Not Your Father’s Keeneland Anymore

Need to give props to Keeneland Race Course as their 2007 fall meet winds down until next spring.

Who do you like in the 2008 Blue Grass? Wicked Style, right?

Anyway, the brain trust in Lexington no longer employs their fathers track management philosophies.

It wasnt too long ago when these guys thought a race caller was an extravagance. Then came the simulcast era, and someone was needed to tell the customer who was winning the races. A track announcer no longer was regarded a luxury.

But Keeneland gets kudos for three reasons; four if you believe, as I do, they are more responsive to horseplayer's needs.

First, I dont care for Polytrack racing. But I will say the surface has played more honestly this fall.

Even if front-running winners remain at a premium.

But not only did Keeneland embrace the 10-Cent superfecta rather early in the game, but this week instituted another fractional wager, the 50-Cent trifecta.

(Kudos to Arlington Park for first breaking that ground).

The betting menu for the average player that shows up with $100 and change in his pocket gives him a chance to make a score on the cheap.

It starts with the 10-Cent super, whose low cost provides needed leverage. Its still not easy to cash, mind you, but losses are held well within affordable limits while coverage is optimized.

Now, for a half a buck, you can come back and optimize your play using your preferred choices without worrying about that impossible 40-1 shot that finishes fourth and busts you out.

Unless, of course, you used him.

For a dollar, the betting sequence is completed in exactas. A winning exacta, still inexpensive at that price, can yield a profit even if you lose the tri and super.

Weve said it before.
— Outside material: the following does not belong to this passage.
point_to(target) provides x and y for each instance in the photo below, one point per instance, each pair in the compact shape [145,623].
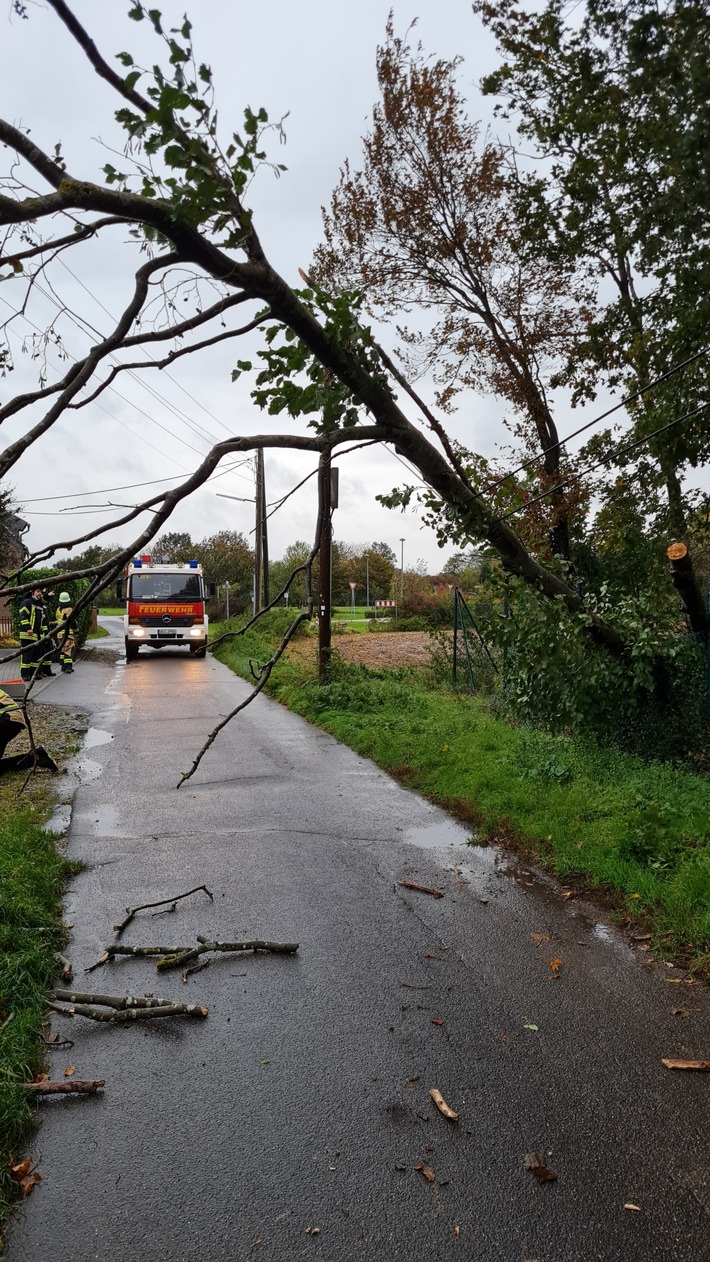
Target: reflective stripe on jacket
[10,709]
[30,619]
But it bears repeating for those venues who remain out of touch with how their customers play the modern game.

Given todays technology, theres no excuse not to make fractional betting available everywhere, at least in intra-race pools.

Once thats done well start working on the 50-Cent Pick Five, to be offered somewhere between the early and late Pick Fours. What do you think?

The Pick Six can remain a $2 wager. Happy, Mr. Whale?